Einzelheiten erfahren Sie hier.

Sachverhalt
Die Klägerin ist Vermieterin einer Wohnung, die in dem Mietvertrag mit einer Wohnfläche von 55,75 m² angegeben ist. Die tatsächliche Wohnfläche beträgt nur 51,03 m². Es liegt daher eine Flächenabweichung zu Lasten des Mieters von 4,73 m² vor. Die Klägerin forderte die Mieterin und spätere Beklagte schriftlich unter Einhaltung der Formen und Fristen zur Zustimmung einer Mieterhöhung von 360,47 € auf 432,56 € entsprechend 7,76 € je m² auf. Hierbei legte sie die im Mietvertrag angegebene Wohnfläche von 55,75 m² zu Grunde. Die Mieterin verweigerte die Zustimmung unter Hinweis auf die tatsächliche Wohnfläche von 51,03 m².

Ohne Erfolg.

Entscheidung
Der Bundesgerichtshof hat klargestellt, dass bei einem Mieterhöhungsverlangen bis zur ortsüblichen Vergleichsmiete gem. § 558 BGB dann die in dem Mietvertrag angegebene Wohnfläche und nicht die tatsächliche (geringere) Wohnfläche zu Grunde zu legen ist, wenn die Flächenabweichung nicht mehr als 10 % beträgt. Die Abweichung der angegebenen Wohnfläche zur tatsächlichen Wohnfläche liege innerhalb der Toleranzgrenze, die der Bundesgerichtshof auch bereits für den Fall einer zum Nachteil des Vermieters wirkenden Flächenabweichung angenommen hatte. Erst bei einer Überschreitung der Erheblichkeitsgrenze von 10 % sei es dem jeweils nachteilig betroffenen Vertragspartner nicht mehr zumutbar, sich an dieser Vereinbarung (= die in dem schriftlichen Mietvertrag angegebene Wohnfläche) festhalten zu lassen. Erst dann ist die tatsächliche Wohnfläche maßgeblich.

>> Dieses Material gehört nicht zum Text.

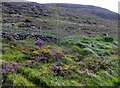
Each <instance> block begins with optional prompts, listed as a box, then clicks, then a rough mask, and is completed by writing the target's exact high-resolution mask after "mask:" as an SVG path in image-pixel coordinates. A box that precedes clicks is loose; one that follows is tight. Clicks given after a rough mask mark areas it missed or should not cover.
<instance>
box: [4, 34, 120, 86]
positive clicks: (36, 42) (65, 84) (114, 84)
mask: <svg viewBox="0 0 120 88" xmlns="http://www.w3.org/2000/svg"><path fill="white" fill-rule="evenodd" d="M117 46H118V43H117V41H115V40H114V39H113V38H112V37H109V36H108V37H106V36H104V37H98V38H88V37H79V36H74V37H73V36H71V37H69V38H65V39H64V41H63V40H61V41H59V42H57V43H56V44H51V43H49V42H45V41H43V40H41V39H39V40H34V39H27V40H21V41H19V40H16V41H15V42H11V41H8V40H6V39H3V49H2V53H3V54H2V60H3V67H5V66H6V62H7V67H6V68H3V70H5V71H6V72H3V78H4V79H3V85H12V86H34V87H38V86H41V87H51V86H118V85H119V84H120V81H119V75H118V73H119V72H118V69H119V64H118V56H117V53H118V52H117ZM15 62H16V63H18V65H19V66H18V68H17V69H15V67H14V69H15V70H14V71H13V70H12V69H11V70H10V68H12V67H11V66H14V64H15ZM8 68H9V71H8Z"/></svg>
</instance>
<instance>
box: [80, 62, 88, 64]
mask: <svg viewBox="0 0 120 88" xmlns="http://www.w3.org/2000/svg"><path fill="white" fill-rule="evenodd" d="M79 64H80V65H85V64H87V63H86V62H80V63H79Z"/></svg>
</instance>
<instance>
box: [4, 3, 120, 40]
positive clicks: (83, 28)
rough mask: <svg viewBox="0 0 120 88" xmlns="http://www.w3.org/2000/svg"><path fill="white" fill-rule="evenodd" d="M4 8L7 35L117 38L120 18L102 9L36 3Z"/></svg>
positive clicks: (79, 5) (108, 11) (5, 4)
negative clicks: (25, 35) (118, 22)
mask: <svg viewBox="0 0 120 88" xmlns="http://www.w3.org/2000/svg"><path fill="white" fill-rule="evenodd" d="M2 5H3V6H2V7H3V8H2V12H3V32H4V31H5V32H7V31H9V32H13V31H14V33H26V31H27V32H28V33H40V34H44V35H45V34H49V35H52V36H57V37H65V36H69V35H86V36H90V37H91V36H97V35H102V34H109V35H111V36H113V37H114V38H117V33H118V30H117V29H118V28H117V15H118V14H116V13H114V12H112V11H109V10H106V9H103V8H100V7H95V6H89V5H76V4H39V3H34V2H26V3H25V2H24V3H21V2H12V3H10V2H9V3H8V2H7V3H6V2H4V3H2ZM7 26H9V27H10V28H11V29H7V28H8V27H7Z"/></svg>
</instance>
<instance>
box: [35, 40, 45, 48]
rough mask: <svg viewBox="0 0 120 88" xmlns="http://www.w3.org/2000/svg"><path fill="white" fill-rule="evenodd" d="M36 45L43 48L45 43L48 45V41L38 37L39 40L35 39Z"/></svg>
mask: <svg viewBox="0 0 120 88" xmlns="http://www.w3.org/2000/svg"><path fill="white" fill-rule="evenodd" d="M35 45H37V46H39V47H40V48H41V47H43V46H44V45H46V43H45V42H44V41H43V40H41V39H38V40H36V41H35Z"/></svg>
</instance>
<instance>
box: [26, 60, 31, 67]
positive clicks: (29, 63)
mask: <svg viewBox="0 0 120 88" xmlns="http://www.w3.org/2000/svg"><path fill="white" fill-rule="evenodd" d="M25 65H26V66H29V67H31V66H32V65H33V61H31V60H29V61H27V62H26V63H25Z"/></svg>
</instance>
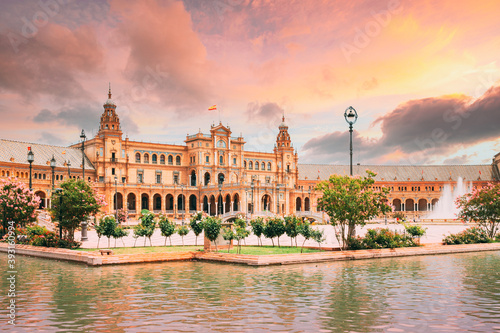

Bundesgerichtshof bremst Schwarzparker aus

Bundesgerichtshof, Urteil vom 5.6.2009 — Aktenzeichen: V ZR 144/08

Sachverhalt
Der Kläger stellte sein Fahrzeug unbefugt auf einen Parkplatz eines Einkaufszentrums ab, ohne dort einzukaufen. Die Schilder wiesen ausdrücklich darauf hin, dass widerrechtlich abgestellte Fahrzeuge abgeschleppt werden. Dies geschah dann auch. Als der Kläger zurück zum Parkplatz kam und sein Fahrzeug nicht mehr vorfand, erfuhr er, dass sich das Fahrzeug beim Abschleppunternehmen befinde. Dort musste der Kläger das Fahrzeug gegen Bezahlung der Abschleppkosten (150,00 €) auslösen. Diesen Betrag verlangte er vom Parkplatzbesitzer erstattet.

Ohne Erfolg.

Entscheidung
Der Bundesgerichtshof hat klargestellt, dass der Parkplatzbesitzer berechtigt gewesen sei, das Fahrzeug abschleppen zu lassen. Das unbefugte Abstellen des Fahrzeugs sei eine Beeinträchigung des unmittelbaren Besitzes an der Parkplatzfläche und damit letztlich als verbotene Eigenmacht zu qualifizieren. Zur Beseitigung dieser Beeinträchtigung habe der Parkplatzbesitzer sofort sein ihm von dem Gesetz gewährtes Selbsthilferecht (§ 859 BGB) ausüben dürfen. Auch wenn dies prinzipiell nach dem Grundsatz von Treu und Glauben nicht schrankenlos gelte, habe er hier — auch unter dem Gesichtspunkt der Verhältnismäßigkeit — keiner Einschränkung unterlegen. Selbst wenn auf dem Gelände andere Parkplätze noch frei gewesen wären — mit diesem Einwand verteidigte sich der Kläger -, stünde dies der Befugnis des Parkplatzbesitzers zum Abschleppen nicht entgegen. Denn der unmittelbare Grundstücksbesitzer könne sich der verbotenen Eigenmacht unabhängig davon erwehren, welches räumliche Ausmaß sie habe und ob sie die Nutzungsmöglichkeit von ihr nicht betroffener Grundstücksteile unberührt lasse. Dieses Recht habe der Grundstücksbesitzer nicht anders als durch Abschleppen durchsetzen können. Dass er sich dabei des Abschleppunternehmens bedient habe, sei grundsätzlich nicht zu beanstanden.